In Uvalde, the medics who were finally able to breach the classrooms and tend to the children who survived the massacre described a scene with “so much blood.” Law enforcement personnel were seen on body cameras sobbing and vomiting after witnessing the carnage firsthand, all carried out by an 18-year-old armed with an assault rifle.
Now, in Maine, we’re watching it all unfold again.
And like war-time soldiers, those who either lost a loved one to gun violence, survived a mass shooting or witnessed one firsthand are suffering negative mental health outcomes, including post-traumatic stress disorder, depression and anxiety.
And like soldiers who return from war, they are often not able to obtain adequate, sustainable mental health care.

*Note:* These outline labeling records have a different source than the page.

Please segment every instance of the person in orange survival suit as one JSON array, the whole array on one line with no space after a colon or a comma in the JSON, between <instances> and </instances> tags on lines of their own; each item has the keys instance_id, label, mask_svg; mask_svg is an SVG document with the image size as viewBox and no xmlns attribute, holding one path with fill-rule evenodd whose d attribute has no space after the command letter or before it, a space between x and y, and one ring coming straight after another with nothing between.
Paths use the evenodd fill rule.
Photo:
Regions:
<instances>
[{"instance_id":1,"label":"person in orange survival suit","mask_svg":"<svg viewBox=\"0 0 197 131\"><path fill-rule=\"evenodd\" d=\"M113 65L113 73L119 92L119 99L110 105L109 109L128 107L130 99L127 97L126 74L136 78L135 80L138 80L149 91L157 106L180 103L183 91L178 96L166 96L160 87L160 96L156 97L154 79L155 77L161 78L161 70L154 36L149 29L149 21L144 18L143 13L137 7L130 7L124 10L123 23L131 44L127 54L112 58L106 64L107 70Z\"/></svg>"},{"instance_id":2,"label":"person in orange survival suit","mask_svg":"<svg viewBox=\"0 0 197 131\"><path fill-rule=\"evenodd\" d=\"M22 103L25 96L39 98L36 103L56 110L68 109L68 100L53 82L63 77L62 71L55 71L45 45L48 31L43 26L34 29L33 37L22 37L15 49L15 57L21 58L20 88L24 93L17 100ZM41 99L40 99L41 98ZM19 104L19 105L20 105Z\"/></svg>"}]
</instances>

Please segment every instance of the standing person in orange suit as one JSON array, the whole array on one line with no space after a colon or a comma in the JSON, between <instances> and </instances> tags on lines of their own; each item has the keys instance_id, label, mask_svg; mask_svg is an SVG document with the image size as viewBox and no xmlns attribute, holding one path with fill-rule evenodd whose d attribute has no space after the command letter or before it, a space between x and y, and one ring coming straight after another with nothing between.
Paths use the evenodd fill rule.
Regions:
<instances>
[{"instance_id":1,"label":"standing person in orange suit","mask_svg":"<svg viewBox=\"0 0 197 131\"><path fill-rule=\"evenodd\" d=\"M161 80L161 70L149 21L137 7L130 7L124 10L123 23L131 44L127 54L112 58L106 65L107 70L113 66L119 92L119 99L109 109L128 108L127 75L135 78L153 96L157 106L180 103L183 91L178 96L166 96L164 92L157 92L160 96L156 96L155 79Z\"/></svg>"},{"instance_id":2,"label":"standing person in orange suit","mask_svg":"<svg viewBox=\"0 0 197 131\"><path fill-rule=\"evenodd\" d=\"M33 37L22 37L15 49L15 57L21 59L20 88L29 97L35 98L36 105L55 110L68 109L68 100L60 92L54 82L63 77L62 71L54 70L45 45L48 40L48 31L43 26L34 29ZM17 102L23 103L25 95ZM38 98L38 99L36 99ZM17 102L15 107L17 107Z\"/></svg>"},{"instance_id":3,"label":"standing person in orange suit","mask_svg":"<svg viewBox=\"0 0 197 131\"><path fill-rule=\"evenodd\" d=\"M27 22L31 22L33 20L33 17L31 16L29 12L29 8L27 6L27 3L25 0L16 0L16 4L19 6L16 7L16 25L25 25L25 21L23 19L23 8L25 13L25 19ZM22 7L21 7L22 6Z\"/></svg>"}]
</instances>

Ashbey Beasley — who, on July 4, 2022, ran for her life alongside her 6-year-old son as a man with an AR-15 style weapon opened fire on a parade in Highland Park, Illinois, killing seven and injuring dozens of others — told me on Thursday that in the last year she has learned “how critical mental health care and community resources are to mass shooting survivors.”
“Some people will not be able to work. Some people don’t have health insurance or paid time off to take care of themselves,” she continued. “Expanding the conversation to include every person who was present at these mass shooting events means they will be counted in the total number of people who need resources. And they will need it.” Over 30 people were killed or injured in Lewiston, Maine. The town has a population of about 38,000. The entire state has only one Level 1 Trauma Hospital. Everyone — witnesses, loved ones, family members, first responders, health care workers and community members — are impacted.
In the era of a 24-hour news cycle covering two international conflicts, an unprecedented rolling back of constitutional and human rights, the ramifications of an unparalleled global pandemic, an opioid epidemic and the scourge of gun violence, it’s not a stretch to say that as human beings we have always carried with us the capacity to experience or bear witness to multiple horrors simultaneously.
So, to be clear: What has happened in Maine — like what happened in Uvalde, Highland Park, Sandy Hook, Buffalo, Las Vegas, Pulse, Parkland, San Jose, Columbine, Aurora, and more — does not negate what is happening in Israel, Gaza, Ukraine and beyond. And visa versa. One horrific act does not mean another should be ignored. Violence is violence. Lives stolen are forever lost, erasing bright futures and leaving communities destroyed and generations forever scarred.
But as a journalist who has covered both bloody conflicts waged overseas and countless acts of gun violence here at home, it is not lost on me that the horror of war is not some foreign concept that requires long flights, battlefield medical equipment and flak jackets with the word “PRESS” to adequately cover. Instead, those horrors are an American reality, experienced in quiet towns, local supermarkets and children’s classrooms.
Now in Israel, I keep thinking about what Uvalde dad Brett Cross, who lost his son, Uzi, in the Robb Elementary School shooting, told me as he heard about the shooting in Maine:
“I know you’re headed into a war zone,” he messaged. “But I’m here — we’re all here — in a war zone, too. A war zone that is brought about by lax gun laws and failure by our politicians. A war zone that is uniquely American.”